Cisplatin resistance is a complex process in which many factors are involved [22]. As shown above, down-regulation of anti-apoptotic gene, Bcl-2, via NF-κB and STAT3, appears to be one of the mechanisms which explain that YSY01A overcomes cisplatin resistance. On the other hand, the efficacy of cisplatin is associated with its cellular accumulation. Following exposure to 50 μM cisplatin alone for 2 or 4 hours, 21.9±2.4 ng and 58.8±21.3 ng of platinum were detected in 2×106 SKOV3 cells, respectively; however, the platinum contents were reduced to 11.3±1.7 ng and 29.3±4.9 ng in the same amount of SKOV3/DDP cells as determined by ICP-MS analysis (Fig.6A). The results suggest that the chemoresistant phenotype of SKOV3/DDP cells is likely due to decreased cellular accumulation of platinum. To investigate the effect of YSY01A on the uptake of cisplatin in cisplatin-resistant cells, SKOV3/DDP cells were treated for 4 hours with 50 μM cisplatin with or without a prior 24-hour exposure to 400 nM YSY01A. As shown in Fig.6B, the combination of cisplatin with YSY01A induced a dramatic increase in intracellular platinum content up to 329.7±77.5 ng. Thus the ability of YSY01A to increase cisplatin sensitivity may also result from a substantial increase of cisplatin uptake in tumor cells. Nevertheless, how this event is involved awaits further investigation.

 Fig 6 

Effect of YSY01A on cisplatin delivery to cisplatin-resistant SKOV3/DDP cells. (A) Differences of cisplatin delivery between SKOV3 and SKOV3/DDP cells were analyzed by measurements of platinum content using ICP-MS after cells were exposed to 50 μM cisplatin for 2 or 4 hours. (B) SKOV3/DDP cells were exposed to 50 μM cisplatin for 4 hours with a pretreatment with 400 nM YSY01A or vehicle control for 24 hours. Platinum contents were then measured by ICP-MS. (N=3; * p<0.05, by Student's t-test as compared with vehicle control)
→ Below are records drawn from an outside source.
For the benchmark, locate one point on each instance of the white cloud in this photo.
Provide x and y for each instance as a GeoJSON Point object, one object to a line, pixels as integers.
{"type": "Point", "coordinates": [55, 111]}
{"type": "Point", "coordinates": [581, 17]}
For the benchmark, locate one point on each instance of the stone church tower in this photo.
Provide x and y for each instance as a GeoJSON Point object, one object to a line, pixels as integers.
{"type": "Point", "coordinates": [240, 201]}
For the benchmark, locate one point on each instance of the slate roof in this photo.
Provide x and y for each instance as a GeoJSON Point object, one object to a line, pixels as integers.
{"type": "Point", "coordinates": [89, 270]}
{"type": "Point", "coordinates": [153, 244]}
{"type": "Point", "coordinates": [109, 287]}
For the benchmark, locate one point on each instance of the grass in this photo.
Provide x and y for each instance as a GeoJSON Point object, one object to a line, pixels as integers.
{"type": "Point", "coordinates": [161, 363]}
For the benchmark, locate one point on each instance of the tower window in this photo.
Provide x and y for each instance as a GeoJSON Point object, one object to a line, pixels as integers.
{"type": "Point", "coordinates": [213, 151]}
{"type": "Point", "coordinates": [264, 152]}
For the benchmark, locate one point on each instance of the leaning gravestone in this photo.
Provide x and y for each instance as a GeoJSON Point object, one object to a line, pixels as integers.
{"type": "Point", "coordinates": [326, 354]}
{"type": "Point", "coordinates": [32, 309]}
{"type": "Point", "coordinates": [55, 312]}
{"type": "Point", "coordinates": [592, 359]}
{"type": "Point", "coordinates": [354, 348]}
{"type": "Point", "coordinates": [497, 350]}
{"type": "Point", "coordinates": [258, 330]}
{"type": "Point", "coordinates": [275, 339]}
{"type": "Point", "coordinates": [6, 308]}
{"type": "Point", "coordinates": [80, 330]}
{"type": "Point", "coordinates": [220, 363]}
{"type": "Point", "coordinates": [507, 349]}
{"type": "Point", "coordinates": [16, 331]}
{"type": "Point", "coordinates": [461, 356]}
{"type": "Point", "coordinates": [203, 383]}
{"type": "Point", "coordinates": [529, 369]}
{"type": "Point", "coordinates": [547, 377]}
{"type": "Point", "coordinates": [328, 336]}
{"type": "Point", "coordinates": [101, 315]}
J Cancer Image (Click on the image to enlarge.)

Discussion

Numerous studies have demonstrated that combination therapy with conventional agents may result in greater tumor growth inhibition than treatment with either agent alone [23-25]. The proteasome inhibitor YSY01A is a promising novel agent that exhibits anti-tumor effect via multiple signaling pathways [12, 13]. In an attempt to identifying the potential of YSY01A to enhance the cytotoxicity of cisplatin, particularly in cisplatin-resistant cells, the present study demonstrated for the first time that YSY01A and cisplatin combined treatment inhibited cell survival by inducing apoptosis and enhancing cisplatin uptake in the cisplatin-resistant ovarian cancer cell line. Our findings provide further evidence for a contribution of proteasomal inhibition to overcome conventional drug resistance in tumors.

Platinum-based chemotherapy including cisplatin or carboplatin has been a general standard for treatment of ovarian cancer for decades [26]. Despite most patients with ovarian cancer initially respond to cisplatin, the majority will ultimately die with platinum-resistant disease. Obviously, the development of chemoresistance is one of the major limitations to achieve successful platinum-based therapy regimens. Genetic heterogeneity in cancer may limit effectiveness of single target drugs even if they successfully inhibit or activate a specific target as complex diseases such as cancers are always involved in compensatory regulation. The development of cisplatin resistance in human cancer cells also results from complex genetic and epigenetic changes in gene expression and alternations in protein localization involving in cell proliferation, apoptosis, DNA damage repair and endocytosis [27]. Thus identification of effective and safe anticancer regimens to improve the efficacy of cisplatin is thus a major therapeutic challenge whilst may provide a promising strategy for treatment of platinum-resistant advanced ovarian cancer.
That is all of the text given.